When I returned for another ultrasound, my doctor looked at the screen and asked, “How do you feel?” Terrible. And then he said the words that changed everything: “You’re not having a miscarriage—you have a molar pregnancy.” Instead of ending, the placenta had grown abnormally, producing invasive tissue. Molar pregnancies are rare—one in 1,000 pregnancies—but sometimes they become cancerous. My pregnancy hormone, HCG, should have been around 25,000, but it was 800,000. My body thought I was carrying five babies at once. My doctor reassured me: “You’re not crazy—you really are sick.”

The D&C provided immediate relief, clearing the tissue and allowing weekly HCG testing to ensure levels dropped. I couldn’t try for another baby for a year, which crushed me, but it was necessary. Initially, the numbers fell dramatically, giving hope. But within weeks, they began to rise, doubling each week. When my doctor called from Hawaii with a simple, chilling message—“You need to meet with an oncologist on Tuesday”—I knew my life was about to change.

Two days later, I walked down that same long hallway, meeting doctors I had never seen, talking about cancer. They assured me we weren’t calling it cancer yet; the tissue from my D&C had tested negative. But the CT scan the next day painted a different picture. That night, scrolling through Instagram, I saw bald women undergoing chemo and broke down, convinced it was me. My husband had to calm me through breathless sobs.

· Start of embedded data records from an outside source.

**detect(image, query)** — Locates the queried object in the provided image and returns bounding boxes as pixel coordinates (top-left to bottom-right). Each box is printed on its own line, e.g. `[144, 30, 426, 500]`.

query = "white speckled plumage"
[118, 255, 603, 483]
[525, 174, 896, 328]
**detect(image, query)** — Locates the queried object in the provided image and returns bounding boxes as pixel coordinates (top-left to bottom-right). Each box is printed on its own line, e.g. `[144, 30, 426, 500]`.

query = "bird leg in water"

The next morning, my doctor called me in. Stage 4 cancer. Lesions on my spleen, liver, uterus, and at least fifteen spots on my lungs. I sobbed uncontrollably, clinging to my co-anchor who had rushed in so I wouldn’t be alone. I couldn’t process it: two months ago I was pregnant, now I was facing chemo, hair loss, and survival battles. My husband and I prayed, and I began surgery to place a port for chemo. The bleeding worsened, and I prayed again, surrendering control completely.

Hospitalization followed. Blood transfusions, two chemo treatments, and unbearable bleeding that landed me back in the hospital via ambulance. Doctors presented a difficult choice: a risky D&C to slow the bleeding, possibly delaying chemo, or continue bleeding while chemo worked. After prayerful consideration, we chose the procedure. Thankfully, it worked. Finally, I could focus on treatment and prepare for the long road ahead.

The good news? This rare cancer responds extremely well to chemo. My treatment involved a high-dose weekly regimen, IV medications, oral pills, and careful HCG monitoring. Eight weeks and four rounds later, my HCG levels normalized. I lost my hair, endured the harsh chemo side effects, but I survived. I know not every cancer story has a happy ending, which makes me grateful beyond words.

I’ve shared my journey to bring awareness to molar pregnancies, a condition so few know about yet so crucial to catch early. I’ve heard from hundreds of women worldwide who felt alone, unaware of the risks. Molar pregnancies can mimic normal pregnancies, making early detection vital. If sharing my story saves even one life, it makes my journey—and my cancer—worth it. I’ve been given a gift: a purpose. To educate, to raise awareness, and to remind women that sometimes, life’s most unimaginable challenges can become their most profound mission.